One of the fascinating aspects of Foucault’s pendulum is how many ways
there are to reason about it. Being who I am, I usually think about
this in terms of oscillator coupling. Imagine you are standing in a
room looking at a Foucault pendulum moving back and forth. The motion
you see could be described in terms of two different “modes”: either
you would see the pendulum swing from left to right, or from front to
back. Clearly, this description is somewhat arbitrary, since you
could move to a different position in the same room and thus change
what “left-right” and “front-back” meant to you. That is, the system
is invariant under rotation about its axis. Among other things,
invariance means that the modes of motion (front-back or side-side)
have to generally look the same; same “shape”, same frequency, etc.
When a system has two oscillations at exactly the same frequency,
small perturbations from the outside world (such as gyroscopic forces
due to the rotation of the earth) have the effect of transferring
energy back and forth between these modes of oscillation. This appears
as the precession of the line along which Foucault’s pendulum swings.

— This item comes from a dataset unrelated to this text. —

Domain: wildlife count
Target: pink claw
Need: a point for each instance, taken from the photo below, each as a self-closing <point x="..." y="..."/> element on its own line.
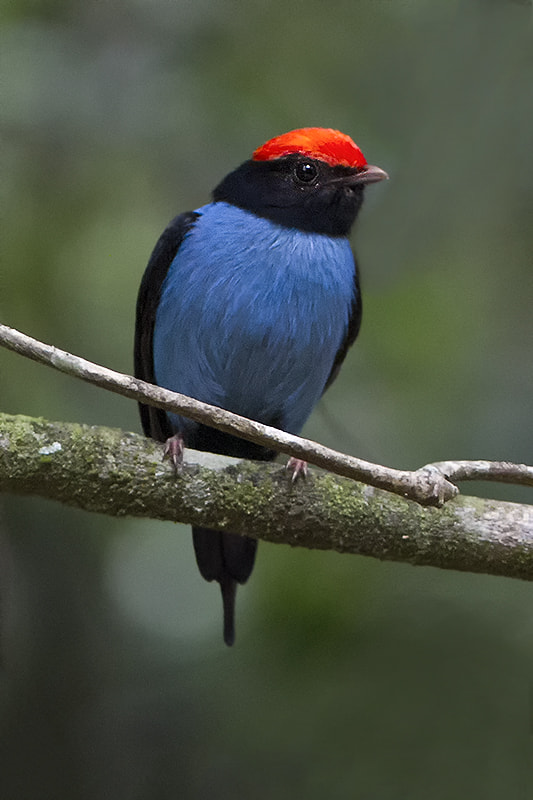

The exact same mathematics describe many different systems, each with
different names attached. The hemispherical rate-integrating
gyroscope is essentially a solid-wave version of Foucault’s
pendulum built out of a wine glass, as is sometimes noted by those
still working on such devices. The same thing works when
the oscillations involve light rather than elastic waves, and this is
the basis of ring laser gyroscopes. Physicists sometimes
talk about geometric phase (or Berry phase) to describe
this general type of perturbed oscillation.
I find it fascinating when these same concepts keep appearing in
different parts of the literature under different guises.

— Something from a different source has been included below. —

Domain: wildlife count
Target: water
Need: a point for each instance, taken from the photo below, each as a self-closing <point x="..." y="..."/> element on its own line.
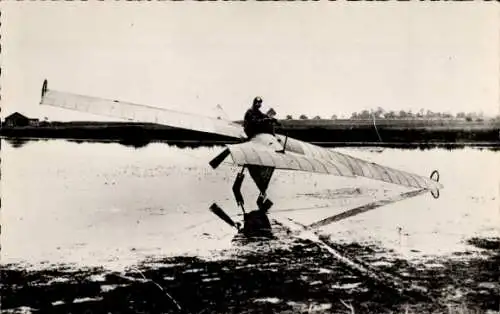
<point x="105" y="204"/>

I also learned this summer that I spent many years utterly mangling
Foucault’s name.
Here are some lessons I have learned in the first days of this
semester, which I will share with you on this first day of fall.
-
If you must type while a cat is attacking your arm, use vi and not
emacs. Chorded key strokes are murder. Also, long sleeves are
helpful.
-
A collection of letters on the Kindle app on my cell phone makes a
marvelous companion in the event that I show up a early for a
colloquium. Seneca’s letters are more interesting and better
written than anything that shows up in my email, and each one takes
but a few minutes to read – about the same amount of time it takes
to debug the typical A/V problem, or possibly less.
-
Human beings are
awesome throwers.
Also, I am in awe of Indian bakers.
-
I am glad my daughter is getting old enough to appreciate Pixar
movies. We watched Ratatouille as a family this weekend, and G’s
commentary added a certain savor to the movie. Then G fell asleep,
and I savored that, too!
-
Combing curly hair is far easier with a brush than with a comb.

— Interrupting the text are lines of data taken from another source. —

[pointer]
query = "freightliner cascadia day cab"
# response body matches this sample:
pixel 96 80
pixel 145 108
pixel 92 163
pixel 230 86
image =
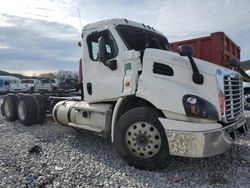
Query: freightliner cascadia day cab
pixel 151 101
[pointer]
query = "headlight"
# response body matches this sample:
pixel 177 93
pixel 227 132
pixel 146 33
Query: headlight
pixel 198 107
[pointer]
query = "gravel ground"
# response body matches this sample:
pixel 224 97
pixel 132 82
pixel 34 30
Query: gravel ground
pixel 51 155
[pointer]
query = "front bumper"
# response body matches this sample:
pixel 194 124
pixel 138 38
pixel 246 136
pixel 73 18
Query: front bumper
pixel 185 142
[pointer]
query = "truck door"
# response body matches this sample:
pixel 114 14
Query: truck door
pixel 100 81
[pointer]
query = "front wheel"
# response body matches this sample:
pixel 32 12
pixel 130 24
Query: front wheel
pixel 140 139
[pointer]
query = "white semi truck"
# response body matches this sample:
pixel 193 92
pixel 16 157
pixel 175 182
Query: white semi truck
pixel 152 102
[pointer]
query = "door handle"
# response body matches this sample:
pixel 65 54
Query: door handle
pixel 89 88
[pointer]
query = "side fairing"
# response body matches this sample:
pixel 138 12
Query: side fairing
pixel 166 91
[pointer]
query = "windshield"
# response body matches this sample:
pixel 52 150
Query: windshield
pixel 27 81
pixel 140 39
pixel 48 81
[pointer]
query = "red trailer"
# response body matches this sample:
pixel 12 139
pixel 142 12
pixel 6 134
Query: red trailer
pixel 217 48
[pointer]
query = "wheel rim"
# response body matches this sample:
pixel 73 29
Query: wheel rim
pixel 143 139
pixel 246 103
pixel 7 108
pixel 22 110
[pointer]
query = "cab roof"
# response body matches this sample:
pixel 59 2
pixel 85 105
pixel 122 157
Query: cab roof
pixel 118 21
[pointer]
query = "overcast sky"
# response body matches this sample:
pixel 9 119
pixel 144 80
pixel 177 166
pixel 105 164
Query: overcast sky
pixel 41 35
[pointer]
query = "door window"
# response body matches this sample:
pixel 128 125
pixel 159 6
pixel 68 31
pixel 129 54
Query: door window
pixel 111 46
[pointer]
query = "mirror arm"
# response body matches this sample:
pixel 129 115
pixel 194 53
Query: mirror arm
pixel 197 76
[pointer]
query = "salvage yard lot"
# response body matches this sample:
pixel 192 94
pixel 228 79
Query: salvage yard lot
pixel 51 155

Also, I need to buy some new combs, since all my combs are now
snaggle-toothed from trying to work them through G’s curls before
J asked “why are you doing it that way?”
Nick Trefethen came to
Cornell for a visit yesterday, where he gave
two talks.
In one talk, he described some
computations based on sampling analytic functions around the unit
circle; in the other, he demonstrated the Chebfun system
Chebfun. I’ve seen variants
of the latter talk before, but it was worth seeing again.
The philosophy of the talk reminds me of a line from the start of
The Wind in the Willows, in which the Water Rat tells Mole:
Believe me, my young friend, there is NOTHING – absolutely nothing –
half so much worth doing as simply messing about in boats.
Replace “boats” with “MATLAB”, and I think you have the raison
d’être for Chebfun. This is not to say that Chebfun couldn’t be
used to serious ends, but rather that it’s great fun to mess about
with it; and Trefethen conveys that sense of fun masterfully.